Nous avons inclus 128 essais avec 8754 participants dans la revue, et 94 essais avec 5846 participants dans l'analyse. Les essais inclus dans la revue ont été financés comme suit : organismes de bienfaisance (n = 19), ressources ministérielles (n = 8), sources gouvernementales (n = 15) et industrie (en partie ou au total) (n = 15). La source de financement n'a pas été précisée pour les autres études.

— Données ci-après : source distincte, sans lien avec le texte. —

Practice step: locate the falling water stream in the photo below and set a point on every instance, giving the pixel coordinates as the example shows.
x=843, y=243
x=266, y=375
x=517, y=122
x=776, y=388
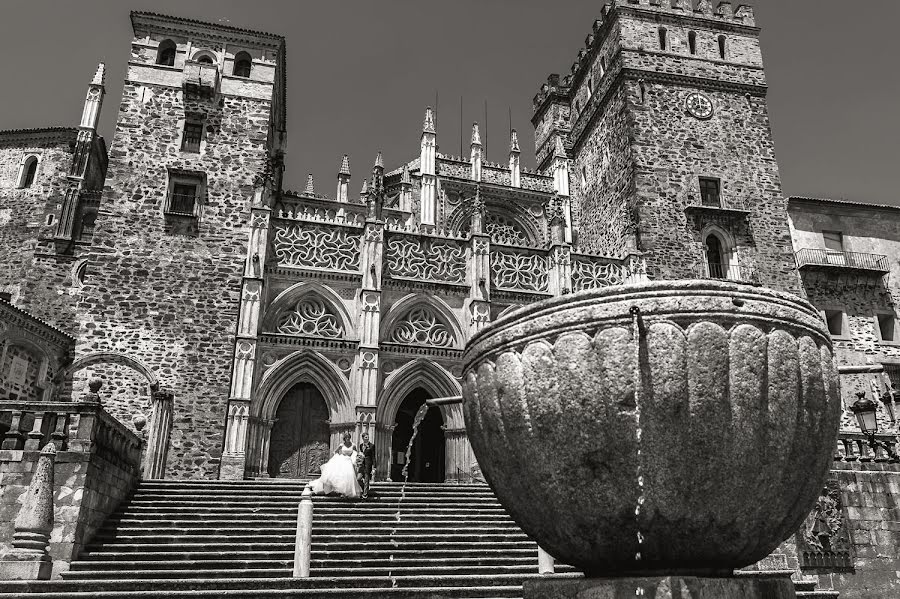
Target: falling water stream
x=640, y=387
x=417, y=421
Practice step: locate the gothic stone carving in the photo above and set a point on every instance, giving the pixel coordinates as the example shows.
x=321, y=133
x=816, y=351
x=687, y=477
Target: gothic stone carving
x=421, y=326
x=422, y=258
x=311, y=316
x=518, y=270
x=823, y=542
x=316, y=246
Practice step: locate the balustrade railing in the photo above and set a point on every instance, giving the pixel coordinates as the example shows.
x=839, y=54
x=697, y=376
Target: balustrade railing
x=515, y=269
x=426, y=258
x=855, y=447
x=72, y=426
x=856, y=260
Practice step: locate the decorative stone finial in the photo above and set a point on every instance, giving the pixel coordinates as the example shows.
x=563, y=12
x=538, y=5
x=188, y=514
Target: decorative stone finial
x=428, y=124
x=100, y=75
x=514, y=141
x=476, y=136
x=559, y=150
x=28, y=559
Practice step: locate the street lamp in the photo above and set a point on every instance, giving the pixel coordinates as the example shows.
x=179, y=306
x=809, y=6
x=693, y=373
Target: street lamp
x=864, y=410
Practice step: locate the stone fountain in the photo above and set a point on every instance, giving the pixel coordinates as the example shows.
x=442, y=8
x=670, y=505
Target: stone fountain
x=656, y=436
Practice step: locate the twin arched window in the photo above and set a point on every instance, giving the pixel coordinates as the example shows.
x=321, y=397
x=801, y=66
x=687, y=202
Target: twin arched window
x=29, y=171
x=166, y=53
x=242, y=65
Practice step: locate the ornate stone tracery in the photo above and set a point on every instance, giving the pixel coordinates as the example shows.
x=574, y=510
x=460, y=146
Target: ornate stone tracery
x=591, y=274
x=428, y=259
x=519, y=270
x=421, y=326
x=311, y=316
x=316, y=247
x=505, y=231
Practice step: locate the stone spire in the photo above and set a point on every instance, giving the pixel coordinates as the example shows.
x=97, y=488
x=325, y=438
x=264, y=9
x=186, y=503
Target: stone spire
x=475, y=153
x=405, y=190
x=343, y=180
x=428, y=123
x=427, y=159
x=514, y=167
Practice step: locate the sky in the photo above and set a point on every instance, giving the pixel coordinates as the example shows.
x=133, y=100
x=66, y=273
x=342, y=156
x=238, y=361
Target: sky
x=361, y=72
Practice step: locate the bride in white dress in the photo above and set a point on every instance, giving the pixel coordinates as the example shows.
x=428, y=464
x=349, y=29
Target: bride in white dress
x=339, y=473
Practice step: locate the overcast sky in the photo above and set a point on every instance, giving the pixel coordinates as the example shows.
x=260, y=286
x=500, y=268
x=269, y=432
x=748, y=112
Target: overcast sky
x=361, y=72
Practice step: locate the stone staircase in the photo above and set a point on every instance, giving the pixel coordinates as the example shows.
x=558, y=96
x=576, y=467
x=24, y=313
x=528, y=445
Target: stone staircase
x=236, y=539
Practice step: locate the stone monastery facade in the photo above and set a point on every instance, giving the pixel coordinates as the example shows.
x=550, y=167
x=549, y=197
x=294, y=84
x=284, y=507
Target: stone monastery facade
x=253, y=325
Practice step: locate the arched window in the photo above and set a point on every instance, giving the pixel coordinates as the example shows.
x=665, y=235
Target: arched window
x=242, y=65
x=166, y=53
x=204, y=58
x=29, y=170
x=716, y=257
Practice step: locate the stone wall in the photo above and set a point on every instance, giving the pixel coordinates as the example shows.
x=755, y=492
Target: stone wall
x=169, y=298
x=35, y=282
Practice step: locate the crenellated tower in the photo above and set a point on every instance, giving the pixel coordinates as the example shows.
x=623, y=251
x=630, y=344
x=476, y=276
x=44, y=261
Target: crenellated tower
x=200, y=126
x=664, y=123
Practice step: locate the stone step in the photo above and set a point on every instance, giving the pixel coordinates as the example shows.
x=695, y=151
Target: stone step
x=321, y=582
x=285, y=571
x=357, y=553
x=472, y=547
x=334, y=530
x=285, y=560
x=494, y=592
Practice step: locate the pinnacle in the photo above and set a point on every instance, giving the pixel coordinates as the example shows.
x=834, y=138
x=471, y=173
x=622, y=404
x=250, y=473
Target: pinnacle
x=100, y=75
x=428, y=124
x=514, y=141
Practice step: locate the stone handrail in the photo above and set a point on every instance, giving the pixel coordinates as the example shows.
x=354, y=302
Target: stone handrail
x=854, y=447
x=72, y=426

Les résultats de 22 essais comprenant 1138 participants montrent qu'une péridurale contenant un anesthésique local réduira le temps nécessaire au rétablissement du transit gastro-intestinal tel que mesuré par le temps nécessaire à la première émission de gaz après une chirurgie abdominale (différence moyenne standardisée (SMD) -1,28, intervalle de confiance (IC) à 95% -1,71 à -0,86 ; données probantes de haute qualité ; équivalent à 17,5 heures). L'effet est proportionnel à la concentration de l'anesthésique local utilisé. Au total, 28 essais, comprenant 1559 participants, ont fait état d'une diminution du délai avant l'apparition des premières selles (SMD -0,67, 95 % IC -0,86 à -0,47 ; données probantes de faible qualité ; équivalent à 22 heures). 35 essais, comprenant 2 731 participants, ont montré que la douleur au mouvement dans les 24 heures suivant l'opération était également réduite (SMD -0,89, 95 % IC -1,08 à -0,70 ; données probantes de qualité moyenne ; équivalent à 2,5 sur une échelle de 0 à 10). D'après les résultats de 22 essais comprenant 1154 participants, nous n'avons pas constaté de différence dans l'incidence des vomissements dans les 24 heures postopératoires (rapport de risque (RR) de 0,84, IC à 95% de 0,57 à 1,23 ; données probantes de faible qualité). Les investigateurs de 17 essais, comprenant 848 participants, n'ont pas constaté de différence dans l'incidence des fuites d'anastomoses gastro-intestinales (RR 0,74, 95 % IC 0,41 à 1,32 ; données probantes de faible qualité ). Les investigateurs de 30 essais, comprenant 2598 participants, ont noté que l'analgésie péridurale réduisait la durée du séjour hospitalier pour une chirurgie ouverte (CMS -0,20, 95 % IC -0,35 à -0,04 ; données probantes de très faible qualité ; équivalent à une journée). Les données probantes sur les coûts étaient très limitées.